Т о р б е е в. Анатолий Иванович, эти четыре с половиной года в должности зампредгорисполкома, поверьте, не прошли для меня зря! Пусть я тороплю события, но дни мои спрессованы до отказа. (Вынимая записную книжку.) Вот кратенькая памятка на неделю. Лекция на заводе пластмасс. Сессия исполкома. Совещание с районными прокурорами. Совещание со следователями. Поручение по уборочной кампании — выезд на село. Выступление по телевидению о мерах по укреплению законности. Выступление в суде. Прием посетителей. Занятия в университете правовых знаний. Статья для журнала. (Пряча книжку, поясняя.) Мне необходимы публикации. И все это не считая могучей повседневной текучки.

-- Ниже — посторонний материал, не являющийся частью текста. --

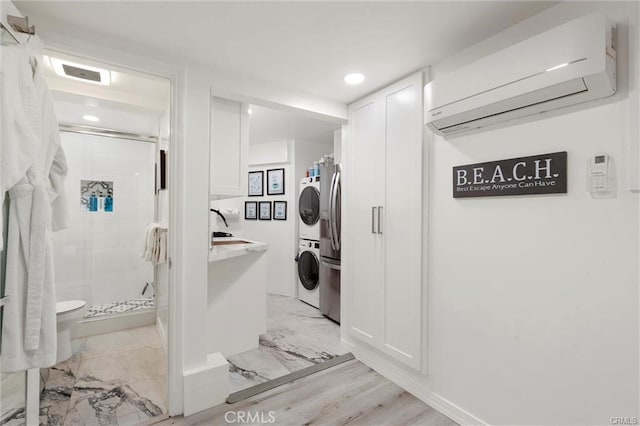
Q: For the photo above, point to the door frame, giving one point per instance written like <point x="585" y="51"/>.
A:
<point x="176" y="77"/>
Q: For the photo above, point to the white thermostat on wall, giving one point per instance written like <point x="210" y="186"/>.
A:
<point x="601" y="180"/>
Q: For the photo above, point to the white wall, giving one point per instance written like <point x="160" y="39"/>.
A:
<point x="97" y="257"/>
<point x="533" y="311"/>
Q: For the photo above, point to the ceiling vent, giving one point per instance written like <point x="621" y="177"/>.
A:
<point x="81" y="72"/>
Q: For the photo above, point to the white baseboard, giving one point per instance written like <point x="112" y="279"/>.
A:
<point x="206" y="386"/>
<point x="410" y="381"/>
<point x="163" y="335"/>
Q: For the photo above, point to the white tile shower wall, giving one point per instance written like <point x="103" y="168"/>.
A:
<point x="97" y="258"/>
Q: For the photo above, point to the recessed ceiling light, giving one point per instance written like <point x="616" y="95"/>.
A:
<point x="80" y="72"/>
<point x="91" y="118"/>
<point x="354" y="78"/>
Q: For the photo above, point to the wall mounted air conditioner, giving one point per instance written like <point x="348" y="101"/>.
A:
<point x="569" y="64"/>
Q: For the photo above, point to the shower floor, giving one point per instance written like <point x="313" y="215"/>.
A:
<point x="119" y="307"/>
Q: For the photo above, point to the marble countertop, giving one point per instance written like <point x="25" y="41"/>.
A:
<point x="221" y="252"/>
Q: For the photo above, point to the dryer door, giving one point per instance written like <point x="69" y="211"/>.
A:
<point x="308" y="270"/>
<point x="309" y="206"/>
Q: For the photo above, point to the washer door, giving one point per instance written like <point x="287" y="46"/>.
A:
<point x="309" y="206"/>
<point x="308" y="270"/>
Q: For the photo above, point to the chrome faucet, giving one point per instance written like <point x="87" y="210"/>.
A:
<point x="224" y="219"/>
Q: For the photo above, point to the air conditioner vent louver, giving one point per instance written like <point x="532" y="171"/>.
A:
<point x="567" y="65"/>
<point x="81" y="73"/>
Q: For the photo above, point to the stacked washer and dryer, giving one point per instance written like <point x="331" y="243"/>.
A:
<point x="309" y="244"/>
<point x="319" y="245"/>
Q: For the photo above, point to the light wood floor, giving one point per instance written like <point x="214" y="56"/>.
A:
<point x="349" y="394"/>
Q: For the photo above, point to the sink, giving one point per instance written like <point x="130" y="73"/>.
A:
<point x="230" y="242"/>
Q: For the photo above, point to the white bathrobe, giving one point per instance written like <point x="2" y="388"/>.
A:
<point x="19" y="118"/>
<point x="29" y="332"/>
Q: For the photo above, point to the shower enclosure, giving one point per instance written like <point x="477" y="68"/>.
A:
<point x="110" y="196"/>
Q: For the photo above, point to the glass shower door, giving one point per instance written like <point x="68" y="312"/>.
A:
<point x="13" y="386"/>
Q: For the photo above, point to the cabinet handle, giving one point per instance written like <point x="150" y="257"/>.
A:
<point x="373" y="219"/>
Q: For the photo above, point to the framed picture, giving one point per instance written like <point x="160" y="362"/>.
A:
<point x="265" y="210"/>
<point x="279" y="210"/>
<point x="250" y="210"/>
<point x="256" y="183"/>
<point x="275" y="182"/>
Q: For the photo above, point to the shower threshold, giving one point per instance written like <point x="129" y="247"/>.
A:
<point x="121" y="307"/>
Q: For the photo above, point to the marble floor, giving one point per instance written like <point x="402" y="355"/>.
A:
<point x="298" y="336"/>
<point x="348" y="394"/>
<point x="13" y="388"/>
<point x="112" y="379"/>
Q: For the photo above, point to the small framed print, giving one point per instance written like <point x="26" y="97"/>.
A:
<point x="250" y="210"/>
<point x="275" y="182"/>
<point x="265" y="210"/>
<point x="256" y="184"/>
<point x="279" y="210"/>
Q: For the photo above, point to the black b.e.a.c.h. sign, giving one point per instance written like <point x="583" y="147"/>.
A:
<point x="538" y="174"/>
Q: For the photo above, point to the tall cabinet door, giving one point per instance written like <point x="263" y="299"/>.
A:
<point x="403" y="221"/>
<point x="229" y="148"/>
<point x="366" y="188"/>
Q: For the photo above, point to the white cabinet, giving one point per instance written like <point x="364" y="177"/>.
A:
<point x="383" y="229"/>
<point x="229" y="148"/>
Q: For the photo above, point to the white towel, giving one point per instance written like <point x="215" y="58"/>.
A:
<point x="154" y="246"/>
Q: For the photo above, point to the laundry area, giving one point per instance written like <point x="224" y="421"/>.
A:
<point x="319" y="213"/>
<point x="288" y="220"/>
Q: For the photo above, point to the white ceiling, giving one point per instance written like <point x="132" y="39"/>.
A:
<point x="306" y="46"/>
<point x="268" y="125"/>
<point x="127" y="87"/>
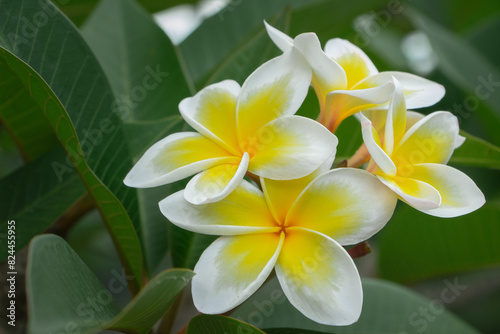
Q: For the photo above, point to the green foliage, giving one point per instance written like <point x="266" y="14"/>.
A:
<point x="66" y="296"/>
<point x="82" y="105"/>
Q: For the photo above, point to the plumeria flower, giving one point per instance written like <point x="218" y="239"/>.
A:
<point x="250" y="129"/>
<point x="409" y="156"/>
<point x="346" y="81"/>
<point x="296" y="227"/>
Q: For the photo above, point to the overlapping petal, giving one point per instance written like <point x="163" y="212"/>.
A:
<point x="459" y="194"/>
<point x="212" y="112"/>
<point x="275" y="89"/>
<point x="232" y="268"/>
<point x="319" y="278"/>
<point x="216" y="183"/>
<point x="290" y="147"/>
<point x="241" y="212"/>
<point x="418" y="194"/>
<point x="374" y="146"/>
<point x="341" y="104"/>
<point x="419" y="92"/>
<point x="353" y="60"/>
<point x="430" y="140"/>
<point x="280" y="195"/>
<point x="175" y="157"/>
<point x="348" y="205"/>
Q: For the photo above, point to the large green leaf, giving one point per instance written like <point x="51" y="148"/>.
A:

Ф о м и н. В конце концов, мы можем пропустить прения сторон.
Т о р б е е в. Я был бы рад. Вы прения слышали.
Ф о м и н. Елена Михайловна, как вы относитесь к этому?
К о в а л е в а (помолчав). Жаль. (Искренне огорчена.) Я очень ждала прений. Как никогда ждала. Любое дело — это человеческая судьба. Каждая ссорящаяся сторона считает себя правой, ищет защиты своих интересов… Я ждала ясного правового анализа, который поможет нам, но Георгий Николаевич доказательствами себя утруждал не слишком.
Т о р б е е в. Я не ищу глубин там, где их нет.
К о в а л е в а. Хорошо. Прения сторон мы опустим.
В кабинете судьи звонит телефон. Внезапно приближаются С о с н о в с к а я и М о л ч а н о в. С неприязнью смотрят на неумолкающий аппарат.
С о с н о в с к а я. Елена Михайловна! Слышите?
Ковалева встала, издали смотрит на аппарат.
Уж в какой раз! Может, важное дело?
Ковалева подошла к телефону, ждет, когда он умолкнет.
Ничего не случится, если вы спросите хотя бы, кто это…
М о л ч а н о в. Мы в совещательной комнате, Галина Петровна.
С о с н о в с к а я. Но, извините, я сосредоточиться не могу!
Ковалева поднимает трубку и опускает на рычаг. Устало садится у края стола. Телефон умолк.
К о в а л е в а. Сосредоточьтесь, Галина Петровна.
С о с н о в с к а я (улыбнувшись). Лотерея есть лотерея! У меня племянник, он лабух. Ну, музыкант в оркестре. Получил премию семьдесят рублей. Я говорю: купи на все лотерейных билетов. Послушался, купил. Выиграл четыре авторучки. Никулин взял два билета — выиграл «Волгу»! Лотерея! А со своей собственной вещью человек волен поступить как угодно.
М о л ч а н о в. Мы члены общества, есть правила поведения.
С о с н о в с к а я. Ясненько! Абстрактной свободы не существует!
М о л ч а н о в. Вы что, самоустранились, Елена Михайловна?